Three members of a Dublin family who were beaten and robbed by a mob of teenagers at BART’s Coliseum station in Oakland last month have filed a $3 million claim against the transit agency accusing it of failing to protect its passengers.

The claim filed by Rusty Stapp, his wife Patricia and their 19-year-old daughter Amanda alleges that BART was negligent in 11 ways, including allowing the mob to board the train and failing to coordinate with other police agencies.

Attorney Paul Justi, who represents the family, said the family members suffered emotional distress and trauma as a result of the attack and are seeking counseling.

Justi said:

“My clients were terrified during the attack and it has left each of them with deep emotional scars. They did not know whether this mob had weapons and whether they were each going to witness their other family members being killed.”

BART officials said a mob of 40 to 60 young people streamed onto a Dublin-bound train at the Coliseum at about 9:30 p.m. on April 22 and committed at least seven robberies and injured at least two people.

BART spokeswoman Alicia Trost said today that two teenagers have been arrested in connection with the attack but one of them is no longer in custody.
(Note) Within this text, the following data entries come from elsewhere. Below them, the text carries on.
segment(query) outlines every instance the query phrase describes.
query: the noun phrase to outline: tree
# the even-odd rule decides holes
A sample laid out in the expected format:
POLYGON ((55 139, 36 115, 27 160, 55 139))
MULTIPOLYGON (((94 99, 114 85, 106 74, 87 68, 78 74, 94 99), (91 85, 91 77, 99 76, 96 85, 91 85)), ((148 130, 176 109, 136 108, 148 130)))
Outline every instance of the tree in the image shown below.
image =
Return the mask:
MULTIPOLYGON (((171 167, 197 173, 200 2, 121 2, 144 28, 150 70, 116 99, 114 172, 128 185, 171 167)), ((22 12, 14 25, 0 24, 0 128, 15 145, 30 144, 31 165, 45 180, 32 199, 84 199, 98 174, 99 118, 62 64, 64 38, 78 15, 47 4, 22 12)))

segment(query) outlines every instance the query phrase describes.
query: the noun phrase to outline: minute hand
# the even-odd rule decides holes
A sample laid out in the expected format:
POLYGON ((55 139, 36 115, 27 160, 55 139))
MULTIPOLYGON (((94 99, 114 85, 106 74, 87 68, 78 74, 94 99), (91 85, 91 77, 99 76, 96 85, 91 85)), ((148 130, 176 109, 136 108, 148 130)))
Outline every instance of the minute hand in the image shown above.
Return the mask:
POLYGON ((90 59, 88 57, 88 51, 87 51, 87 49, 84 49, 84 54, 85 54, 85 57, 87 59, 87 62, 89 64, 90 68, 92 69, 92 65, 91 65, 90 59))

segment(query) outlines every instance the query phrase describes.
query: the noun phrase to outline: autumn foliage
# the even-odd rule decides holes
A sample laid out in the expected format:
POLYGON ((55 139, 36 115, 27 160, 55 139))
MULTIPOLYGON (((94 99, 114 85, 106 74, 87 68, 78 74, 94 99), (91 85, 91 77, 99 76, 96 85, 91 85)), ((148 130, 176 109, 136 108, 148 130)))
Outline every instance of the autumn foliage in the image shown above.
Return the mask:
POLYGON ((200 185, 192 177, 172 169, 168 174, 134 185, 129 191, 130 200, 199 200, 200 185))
She said BART has multiple warrants for other suspects in the case.

Rusty Stapp said the attack occurred after he, his wife his daughter Amanda and another daughter who attends the University of California at Berkeley had celebrated Amanda’s birthday at a restaurant in San Francisco’s Mission district on the evening of April 22.
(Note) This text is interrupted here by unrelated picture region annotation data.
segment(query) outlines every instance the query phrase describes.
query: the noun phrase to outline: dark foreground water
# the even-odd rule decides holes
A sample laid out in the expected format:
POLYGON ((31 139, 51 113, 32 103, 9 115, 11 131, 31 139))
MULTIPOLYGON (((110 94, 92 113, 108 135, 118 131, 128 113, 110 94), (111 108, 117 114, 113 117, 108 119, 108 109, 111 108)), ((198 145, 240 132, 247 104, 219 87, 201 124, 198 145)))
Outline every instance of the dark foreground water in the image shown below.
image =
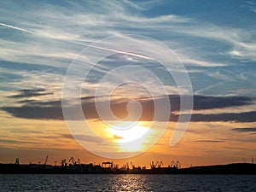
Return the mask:
POLYGON ((0 175, 1 191, 256 191, 250 175, 0 175))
Stapp said the family went to BART’s 16th Street Mission station in San Francisco after the dinner and the daughter who attends UC Berkeley boarded a Richmond-bound train and the rest of his family boarded a Dublin-bound train.

Stapp said a mob of teenagers beat on the windows of the Dublin-bound train when it reached the Coliseum station.

He said the train’s conductor made an announcement warning the teens that he wouldn’t open the doors unless they backed off but then went ahead and opened the doors a few seconds later, allowing the teens to rush inside.

Justi said:

“There were a whole series of missteps.”

Stapp said two male juveniles jumped on him and started punching him and a third juvenile kicked him and he eventually relinquished his cellphone.

Stapp said then when his wife checked on him a female juvenile reached over and stole her purse and ran off the train.

Stapp said he was injured but not seriously.

Justi said many of the members of the mob had been at a party at a house near the Coliseum that had just been broken up by Oakland police but BART has failed to maintain a liaison program with other law enforcement agencies that could alert passengers about imminent threats.

He said two BART police officers were in the Coliseum station’s parking lot on the night of the attack but they failed to intercept the mob or warn passengers of the threat they posed.

Stapp said a gate attendant at the Coliseum station warned other BART employees that teenagers were jumping the fare gates but the other employees didn’t take any action to stop the youths.

Stapp said surveillance camera footage that he reviewed when he was interviewed by BART police shows that shortly before the Dublin-bound train arrived at the Coliseum station the mob of teens briefly boarded a San Francisco-bound train but got off the train when the teens didn’t find anyone to rob.

Stapp asked:

“Why didn’t the conductor on the San Francisco train raise a red flag?”

Trost said BART officials haven’t yet reviewed the claim and have no comment on it at this time.